Le sénateur John McCain, malade, est retourné dans l'Arizona pour se faire soigner et passer les fêtes de fin d'année, ce qui réduit le groupe majoritaire à 51, les procurations n'étant pas autorisées. Le vote devrait avoir lieu mardi soir tard ou mercredi matin.

M. Pence devait en particulier prononcer un discours devant la Knesset, le parlement israélien.

La Maison Blanche a assuré que ce report n'était pas liée aux violences et aux vives tensions diplomatiques nées de la décision unilatérale et controversée de Donald Trump de déclarer Jérusalem capitale d'Israël.

Annoncée le 6 décembre, la reconnaissance unilatérale de la ville comme capitale d'Israël, qui rompt des décennies de diplomatie américaine et internationale, continue à causer l'émoi avec des manifestations dans les Territoires palestiniens et plusieurs pays arabes et musulmans principalement.

Le président palestinien Mahmoud Abbas a annulé une rencontre prévue avec M. Pence, affirmant que les Etats-Unis n'avaient plus de rôle à jouer dans le processus de paix israélo-palestinien.
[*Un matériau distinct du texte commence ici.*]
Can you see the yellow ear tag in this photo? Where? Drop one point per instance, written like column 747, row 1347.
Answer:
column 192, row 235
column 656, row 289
Le Fatah avait appelé à des manifestations dans et autour de Jérusalem mercredi pour protester contre sa visite.

Le grand imam d'Al-Azhar a également refusé de s'entretenir avec lui tout comme le pape des coptes d'Egypte Tawadros II qui a estimé que M. Trump avait "fait fi des sentiments de millions d'Arabes".

Même si elle n'a pas déclenché la spirale de violence redoutée, la décision américaine et les violences qu'elle a suscitées ont causé la mort de huit Palestiniens, fait des centaines de blessés et conduit à des dizaines d'arrestations.